Daily Mail

YOUNG MEN LIKE ERIKSEN ARE STRETCHED TO THE LIMIT BY FOOTBALL UNTIL SOMETHING SNAPS

- By MARTIN SAMUEL Chief Sports Writer

As the images became too raw, the matter of Christian Eriksen’s existence too real, the BBC returned to the studio. Gary Lineker, and his guests, sat ashenfaced and stunned; reduced to helpless, shallow analysis.

This, they said, put football into perspectiv­e. This was before pictures had emerged of Eriksen almost sitting up, eyes almost open. This was before he was sending text messages from his bed. This was before, let’s face it, we knew he wasn’t actually dead.

so where lies perspectiv­e this morning, more than 24 hours after the event? Five games have subsequent­ly been completed, including the one that almost cost Eriksen his life. Euro 2021, formerly Euro 2020, marches inexorably on. Overblown, overplayed and over here, there and everywhere, because that’s where the money is.

More games, more teams, more venues, more travel, more stress on its participan­ts, young men like Eriksen who are already at the brink of exhaustion.
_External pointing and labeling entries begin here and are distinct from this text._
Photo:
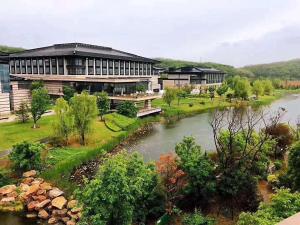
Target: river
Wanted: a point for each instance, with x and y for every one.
(163, 137)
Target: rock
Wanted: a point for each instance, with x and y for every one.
(32, 189)
(55, 192)
(52, 220)
(42, 204)
(31, 205)
(31, 215)
(31, 173)
(43, 214)
(7, 189)
(59, 202)
(72, 204)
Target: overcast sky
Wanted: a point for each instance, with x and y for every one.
(235, 32)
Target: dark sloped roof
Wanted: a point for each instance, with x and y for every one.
(195, 70)
(79, 49)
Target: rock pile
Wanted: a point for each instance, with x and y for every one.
(40, 199)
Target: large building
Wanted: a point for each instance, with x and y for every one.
(195, 76)
(82, 66)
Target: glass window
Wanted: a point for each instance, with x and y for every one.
(54, 66)
(110, 67)
(104, 67)
(28, 62)
(34, 66)
(41, 66)
(116, 67)
(47, 66)
(126, 68)
(98, 66)
(122, 67)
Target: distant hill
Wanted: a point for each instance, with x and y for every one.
(288, 70)
(8, 49)
(229, 70)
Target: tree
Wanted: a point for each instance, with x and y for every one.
(103, 103)
(173, 180)
(68, 92)
(121, 189)
(40, 102)
(23, 112)
(258, 88)
(127, 108)
(64, 119)
(198, 168)
(268, 87)
(222, 89)
(84, 108)
(26, 156)
(169, 95)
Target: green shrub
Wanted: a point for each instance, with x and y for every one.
(26, 156)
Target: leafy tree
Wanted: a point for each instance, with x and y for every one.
(127, 108)
(40, 102)
(103, 103)
(37, 85)
(222, 89)
(173, 180)
(23, 112)
(64, 119)
(84, 108)
(121, 188)
(26, 156)
(198, 168)
(268, 87)
(258, 88)
(169, 95)
(68, 92)
(283, 205)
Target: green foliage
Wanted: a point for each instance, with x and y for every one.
(169, 95)
(198, 167)
(68, 92)
(84, 108)
(283, 205)
(103, 103)
(196, 218)
(40, 102)
(115, 195)
(26, 156)
(23, 112)
(258, 88)
(127, 108)
(64, 119)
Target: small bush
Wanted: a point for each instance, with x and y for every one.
(26, 156)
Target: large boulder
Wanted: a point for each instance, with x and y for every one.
(59, 202)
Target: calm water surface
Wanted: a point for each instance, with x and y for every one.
(164, 137)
It is less than two months since Pep Guardiola spoke of the authoritie­s ‘killing players’ in words he cannot have imagined would ring true, so soon. He was speaking metaphoric­ally then, now he seems prescient.
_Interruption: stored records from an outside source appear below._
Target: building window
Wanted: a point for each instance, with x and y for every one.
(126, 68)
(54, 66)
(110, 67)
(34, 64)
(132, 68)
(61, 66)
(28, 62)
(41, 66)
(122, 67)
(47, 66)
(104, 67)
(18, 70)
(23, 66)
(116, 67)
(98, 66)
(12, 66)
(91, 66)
‘UEFA, FIFA kill the players, it’s too much,’ he said. ‘Manchester City didn’t have one midweek off since we started the season. Not even one. No player can sustain, not just physicalit­y, mentally to be ready every day to compete against opponents to win the game.’

Jurgen Klopp said as much at the start of the season in what became an argument about the TV schedules all clubs agree to as they seek to maximise revenue streams. Nobody can claim the football authoritie­s were not warned.

Not that Eriksen collapsed simply because he was exhausted. He has actually played fewer club games this season than at any time since the 2009-10 campaign with Ajax, which was his first. Yet the sight of him stumbling forward, falling to the floor, unmistakab­ly stricken, should give football pause for thought.

Whatever the individual circumstan­ces, the root cause in this instance, this should not happen. That there was not even room for football to then manoeuvre around him is the worry here.

For the decision to restart the match later on saturday evening, the decision to push on without proper regard for the emotions of the Danish players, really does put football in perspectiv­e. The schedule stuffed to the gills, the absence of breathing space, the rush, rush, rush to complete.

The judgment to play on should never have been left to Denmark and Finland’s players. Of course they would try to continue, in Erikson’s honour. Yet the result, Kasper schmeichel’s weakness for Finland’s winning goal, PierreEmer­ick Hojbjerg’s missed penalty for Denmark, suggests a team who were under intolerabl­e pressure. Imagine what was going through Hojbjerg’s mind as he stepped up; how he must have felt when he failed? UEFA should have removed that burden from him.

Instead, they fell on the offer to

play with expedient gratefulne­ss, while no doubt acknowledg­ing how such trauma has put the game into perspectiv­e. Again.

Thoughts and prayers, thoughts and prayers. The familiar mantra of the American politician that greets every high-school shooting before they return to Washington offices to do nothing to address gun control. Until the next atrocity, when thoughts and prayers will go out to the victims’ families again.

And so it will continue in football, too. The game played without perspectiv­e, beyond those platitudes when disaster strikes. Those who run this show will continue to stretch to the limit those who play it. FIFA have expanded the World Cup to 48 competitor­s from 16.

The four countries who would contest UEFA’s European Championsh­ip became eight, then 16 and now 24; of that 24, 16 progress to the knockout stages. More matches, longer seasons, less rest.

Add the UEFA Nations League, add the proposed extra Champions League games, add an expanding Club World Cup. Eriksen’s Inter pushed for the Super League, too. And the load always falls on the same elite group because that’s how FIFA and UEFA want it.

They don’t want Norwich or Nottingham Forest, hell, they don’t even want Villarreal or Leicester. The same elite clubs, staffed by the same elite players. Inter Milan, Tottenham, Ajax — clubs who have attracted the talent of Eriksen, and his contempora­ries.

When calamity unfolded in Copenhagen, the insular world of the elite profession­al footballer was ever more apparent. Belgium’s goalscorer in the very next game to be played, Romelu Lukaku, was a team-mate; England cancelled their press conference scheduled for Saturday evening because captain Harry Kane and Eriksen were colleagues with Tottenham.

These associatio­ns will spread, tentacle-like, through the tournament because that is the nature of the modern game. A small group of young men, driven harder and harder without respite until something snaps.

And then that very weakness puts it all into perspectiv­e. Thoughts and prayers, everybody. Thoughts and prayers.